How do you use your earth juice? Do you bubble, or adjust your ph?

I'm pretty sure I fried my last plant from the low ph, I didn't bubble, or adjust ph, it was a test of sorts.. didn't turn out so good for the lil guy. 

I ended up leaving out the kelp meal, figure I can always make a tea out of it and use it later. I'm nervous about adding extra's to the soil still, although it would be nice to just grow with water. One day.. one day..


----------



## Rosebud (Mar 17, 2015)

Next, remind me what your medium is. Are you all organic?   the simplest grow for me was ffof and  earth juice.  When i grow outdoors or if something needs food stat I make a tea, but indoor, sometimes i do, depending on what the plant is asking for. I know that sounds weird but if you grow the same strains for a while they tell you when they are hungry.


----------



## next (Mar 17, 2015)

Should be all organic, pro-mix is the medium I have. I've never seen this FFOF where im at but I will for sure be keeping a look out.
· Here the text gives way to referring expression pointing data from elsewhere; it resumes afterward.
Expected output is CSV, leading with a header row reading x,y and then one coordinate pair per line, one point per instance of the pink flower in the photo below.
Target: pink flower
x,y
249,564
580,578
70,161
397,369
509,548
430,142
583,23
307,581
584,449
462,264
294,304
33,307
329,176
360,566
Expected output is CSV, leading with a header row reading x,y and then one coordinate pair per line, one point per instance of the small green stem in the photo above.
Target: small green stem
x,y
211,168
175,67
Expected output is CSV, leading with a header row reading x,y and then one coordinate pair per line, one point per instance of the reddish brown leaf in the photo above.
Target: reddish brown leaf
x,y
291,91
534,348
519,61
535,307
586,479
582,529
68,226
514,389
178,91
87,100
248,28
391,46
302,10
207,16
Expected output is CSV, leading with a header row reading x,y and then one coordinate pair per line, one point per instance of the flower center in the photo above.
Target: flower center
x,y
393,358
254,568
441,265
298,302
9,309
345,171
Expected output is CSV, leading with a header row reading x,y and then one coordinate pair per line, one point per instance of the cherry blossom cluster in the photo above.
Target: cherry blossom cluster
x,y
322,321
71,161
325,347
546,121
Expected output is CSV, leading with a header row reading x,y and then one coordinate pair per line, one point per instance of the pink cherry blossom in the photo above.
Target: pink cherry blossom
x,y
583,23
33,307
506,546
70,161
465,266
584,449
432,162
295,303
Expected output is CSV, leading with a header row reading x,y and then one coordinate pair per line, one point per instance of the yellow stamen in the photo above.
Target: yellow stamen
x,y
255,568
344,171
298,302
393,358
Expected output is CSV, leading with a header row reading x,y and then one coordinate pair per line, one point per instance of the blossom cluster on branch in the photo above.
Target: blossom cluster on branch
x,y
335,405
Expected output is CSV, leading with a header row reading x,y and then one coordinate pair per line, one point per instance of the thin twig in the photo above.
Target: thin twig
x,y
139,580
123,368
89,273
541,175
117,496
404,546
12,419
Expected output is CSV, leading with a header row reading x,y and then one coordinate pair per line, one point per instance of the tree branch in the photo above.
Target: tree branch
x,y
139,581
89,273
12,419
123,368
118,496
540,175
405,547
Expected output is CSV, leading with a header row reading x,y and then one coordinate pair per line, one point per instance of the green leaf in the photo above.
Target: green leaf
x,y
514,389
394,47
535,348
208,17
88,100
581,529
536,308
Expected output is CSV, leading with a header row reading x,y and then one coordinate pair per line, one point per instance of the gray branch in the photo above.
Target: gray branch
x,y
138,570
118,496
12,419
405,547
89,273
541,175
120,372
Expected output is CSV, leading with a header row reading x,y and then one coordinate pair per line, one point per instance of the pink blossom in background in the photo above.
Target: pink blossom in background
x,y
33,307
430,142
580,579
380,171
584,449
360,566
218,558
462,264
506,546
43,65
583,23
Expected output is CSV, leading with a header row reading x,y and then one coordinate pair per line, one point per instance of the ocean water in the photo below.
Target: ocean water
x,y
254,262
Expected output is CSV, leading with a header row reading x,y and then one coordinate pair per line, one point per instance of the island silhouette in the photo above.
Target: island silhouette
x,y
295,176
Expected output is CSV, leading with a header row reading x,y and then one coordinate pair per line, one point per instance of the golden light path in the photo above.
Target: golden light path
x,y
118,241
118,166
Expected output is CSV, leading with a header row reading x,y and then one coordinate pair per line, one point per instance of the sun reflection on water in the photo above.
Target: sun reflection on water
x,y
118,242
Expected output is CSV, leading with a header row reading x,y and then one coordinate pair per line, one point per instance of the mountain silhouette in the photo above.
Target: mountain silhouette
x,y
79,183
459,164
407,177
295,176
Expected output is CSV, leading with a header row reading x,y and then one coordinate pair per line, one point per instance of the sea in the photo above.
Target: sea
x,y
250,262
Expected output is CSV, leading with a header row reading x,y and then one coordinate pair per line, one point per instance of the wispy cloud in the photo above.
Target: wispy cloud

Seems like everyone loves the stuff


----------



## Rosebud (Mar 17, 2015)

Amazon.com Fox Farm Ocean Forest.


----------



## next (Mar 17, 2015)

Haha, that was the first pace I checked!

$35 for 12 quarts, not bad.. the kicker.. $142 shipping :O


----------



## Rosebud (Mar 17, 2015)

I belong to amazon prime so it is free shipping. who could afford that?????


----------



## zem (Mar 17, 2015)

hey there next, interesting topic, you said that it is soilless, is pro-mix not a soil?


----------



## next (Mar 17, 2015)

I believe that is a whole other can of worms, probably a debate for a whole other thread. as well.

But a quick look at wikipedia shows "Soil is the mixture of minerals, organic matter, gases, liquids, and myriad organisms that together support plant life"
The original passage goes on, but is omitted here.